Bedrosov sat on a makeshift king-size mattress built of two stacks of twins shoved together. Except for a single unoccupied bunk bed against one wall, the rest of the cell was empty, a testament to his influence. The bottom bunk was bricked in with packages of instant ramen, hundreds of them, the vision Monkey Mouth would see if he ever dreamed pleasant dreams.

Bedrosov’s soft, plump hands were folded loosely between his knees. He looked at ease, a man without a care in the world. His voice was soft, that familiar pragmatic purr. “Paytsar Hovsepian?”

Evan said, “You know my name.”

“You broke Casper’s arm,” Bedrosov said.

“Why do you care?”

“There’s an order. When that order is disrupted, business is disrupted.”

And to you, Evan thought, there’s nothing worse than business getting disrupted.

Bedrosov’s face smeared into a mocha streak atop a shirt. Evan blinked several times hard, and it reassembled itself.

“I didn’t mean to mess with your gang,” Evan said.

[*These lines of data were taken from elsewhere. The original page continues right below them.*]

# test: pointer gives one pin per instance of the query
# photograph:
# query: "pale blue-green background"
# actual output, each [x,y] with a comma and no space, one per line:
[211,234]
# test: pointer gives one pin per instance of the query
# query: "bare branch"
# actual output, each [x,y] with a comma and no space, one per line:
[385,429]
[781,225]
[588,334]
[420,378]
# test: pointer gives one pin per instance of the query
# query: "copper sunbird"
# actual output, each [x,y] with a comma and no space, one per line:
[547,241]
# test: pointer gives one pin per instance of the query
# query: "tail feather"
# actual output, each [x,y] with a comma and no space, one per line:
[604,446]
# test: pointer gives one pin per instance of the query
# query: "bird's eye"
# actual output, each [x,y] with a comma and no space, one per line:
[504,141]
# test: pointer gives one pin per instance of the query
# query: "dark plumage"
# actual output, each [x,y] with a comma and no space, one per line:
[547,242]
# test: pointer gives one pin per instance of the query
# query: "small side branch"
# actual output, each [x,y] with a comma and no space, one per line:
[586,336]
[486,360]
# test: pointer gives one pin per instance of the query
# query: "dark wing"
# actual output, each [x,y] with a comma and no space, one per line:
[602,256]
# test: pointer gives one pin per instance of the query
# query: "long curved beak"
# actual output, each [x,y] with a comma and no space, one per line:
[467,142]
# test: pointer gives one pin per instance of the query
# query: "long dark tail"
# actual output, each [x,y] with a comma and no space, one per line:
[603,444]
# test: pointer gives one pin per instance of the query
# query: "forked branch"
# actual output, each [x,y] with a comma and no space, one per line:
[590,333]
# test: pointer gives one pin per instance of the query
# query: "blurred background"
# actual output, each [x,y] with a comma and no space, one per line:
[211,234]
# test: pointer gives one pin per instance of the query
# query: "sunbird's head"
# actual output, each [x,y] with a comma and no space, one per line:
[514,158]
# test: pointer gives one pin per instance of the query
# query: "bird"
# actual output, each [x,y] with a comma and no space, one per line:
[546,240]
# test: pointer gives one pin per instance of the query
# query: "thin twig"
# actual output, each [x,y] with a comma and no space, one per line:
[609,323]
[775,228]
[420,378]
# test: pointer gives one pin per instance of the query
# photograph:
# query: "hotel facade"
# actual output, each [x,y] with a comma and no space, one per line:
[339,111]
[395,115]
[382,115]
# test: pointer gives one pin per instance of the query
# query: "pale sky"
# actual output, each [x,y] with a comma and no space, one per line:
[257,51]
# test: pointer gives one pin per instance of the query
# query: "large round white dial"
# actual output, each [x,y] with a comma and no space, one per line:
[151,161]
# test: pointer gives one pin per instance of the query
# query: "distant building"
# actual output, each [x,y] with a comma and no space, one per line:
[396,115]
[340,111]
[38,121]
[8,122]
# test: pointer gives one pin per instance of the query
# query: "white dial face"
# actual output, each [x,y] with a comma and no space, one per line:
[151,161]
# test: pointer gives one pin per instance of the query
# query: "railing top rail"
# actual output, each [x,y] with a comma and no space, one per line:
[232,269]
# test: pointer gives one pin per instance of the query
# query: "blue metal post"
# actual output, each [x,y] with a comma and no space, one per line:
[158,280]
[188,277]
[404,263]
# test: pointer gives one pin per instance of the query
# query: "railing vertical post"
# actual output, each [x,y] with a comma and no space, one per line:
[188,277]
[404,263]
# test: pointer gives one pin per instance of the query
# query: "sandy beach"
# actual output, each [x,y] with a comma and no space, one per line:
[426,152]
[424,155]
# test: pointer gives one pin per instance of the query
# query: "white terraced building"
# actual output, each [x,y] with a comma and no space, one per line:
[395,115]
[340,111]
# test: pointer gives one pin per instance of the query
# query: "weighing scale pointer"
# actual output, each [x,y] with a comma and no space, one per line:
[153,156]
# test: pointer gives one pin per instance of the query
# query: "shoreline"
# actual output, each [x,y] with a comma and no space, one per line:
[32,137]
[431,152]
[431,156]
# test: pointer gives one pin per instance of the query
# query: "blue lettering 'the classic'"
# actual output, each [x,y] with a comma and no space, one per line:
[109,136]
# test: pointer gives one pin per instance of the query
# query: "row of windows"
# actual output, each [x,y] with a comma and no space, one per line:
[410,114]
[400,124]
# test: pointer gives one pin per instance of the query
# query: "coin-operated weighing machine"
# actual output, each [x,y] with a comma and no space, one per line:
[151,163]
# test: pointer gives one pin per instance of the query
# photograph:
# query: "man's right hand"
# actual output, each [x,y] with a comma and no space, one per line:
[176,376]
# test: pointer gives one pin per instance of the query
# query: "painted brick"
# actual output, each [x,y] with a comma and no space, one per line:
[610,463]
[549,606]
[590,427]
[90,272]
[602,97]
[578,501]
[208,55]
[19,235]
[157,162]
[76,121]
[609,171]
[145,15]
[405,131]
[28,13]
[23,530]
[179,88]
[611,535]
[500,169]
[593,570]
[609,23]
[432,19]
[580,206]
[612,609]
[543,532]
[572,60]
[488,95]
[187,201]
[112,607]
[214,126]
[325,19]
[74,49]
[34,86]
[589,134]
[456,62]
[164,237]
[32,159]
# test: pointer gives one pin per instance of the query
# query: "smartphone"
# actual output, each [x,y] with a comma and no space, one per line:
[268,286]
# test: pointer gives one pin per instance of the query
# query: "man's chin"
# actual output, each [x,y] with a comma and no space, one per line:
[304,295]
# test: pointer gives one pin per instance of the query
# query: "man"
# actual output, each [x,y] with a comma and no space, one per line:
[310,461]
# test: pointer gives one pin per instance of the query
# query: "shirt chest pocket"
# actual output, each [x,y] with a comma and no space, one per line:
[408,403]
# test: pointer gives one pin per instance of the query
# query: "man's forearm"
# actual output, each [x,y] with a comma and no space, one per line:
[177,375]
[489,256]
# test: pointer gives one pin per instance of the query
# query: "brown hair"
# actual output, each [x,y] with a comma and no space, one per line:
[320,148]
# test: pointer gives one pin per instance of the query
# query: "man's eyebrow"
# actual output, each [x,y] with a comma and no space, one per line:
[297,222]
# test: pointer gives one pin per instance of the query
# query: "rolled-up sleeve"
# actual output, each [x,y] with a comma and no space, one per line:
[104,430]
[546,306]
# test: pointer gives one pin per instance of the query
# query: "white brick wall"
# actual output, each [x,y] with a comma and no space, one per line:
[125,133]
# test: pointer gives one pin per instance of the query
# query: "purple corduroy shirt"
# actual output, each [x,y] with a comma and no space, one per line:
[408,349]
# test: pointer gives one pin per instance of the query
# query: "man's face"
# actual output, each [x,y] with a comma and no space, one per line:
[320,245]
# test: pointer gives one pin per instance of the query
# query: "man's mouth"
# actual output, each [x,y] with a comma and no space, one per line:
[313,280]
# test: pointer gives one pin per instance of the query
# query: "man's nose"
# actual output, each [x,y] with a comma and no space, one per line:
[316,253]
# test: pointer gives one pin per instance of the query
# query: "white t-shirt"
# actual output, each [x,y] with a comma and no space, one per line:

“Oh, I’m not one of these animals,” Bedrosov said.

If Teardrop or the lieutenants were insulted, they gave no sign of it.

“I don’t belong here,” Bedrosov continued. “I’m only a part of this temporarily. But while I’m here, I like to ensure that things go as smoothly as possible for me.”

“If Casper hadn’t attacked me,” Evan said, “things would still be going smoothly for him.”

Bedrosov tilted his head back and examined Evan. He was an extremely still man, so every move seemed freighted with significance. “If that’s the case, if Casper attacked you, I will let it slide. Be sure not to initiate any violence on your own during your stay.”

Evan nodded, but Bedrosov remained motionless, the picture of control. His eyes were unblinking, reptilian. Evan had read once that there were more psychopaths in business than in any other field. The man before him seemed a perfect case study.

Evan started to back out.

“You seem vaguely familiar,” Bedrosov said. “Have I seen you somewhere?”

A tingle of heat moved through Evan, dampening his undershirt with sweat, the electronic wristband sticking to his skin. “Not unless you service your car at the AutoZone at Washington and Hoover.”

Bedrosov said nothing. He just stared.

Evan lowered his gaze as if intimidated and backed the rest of the way out.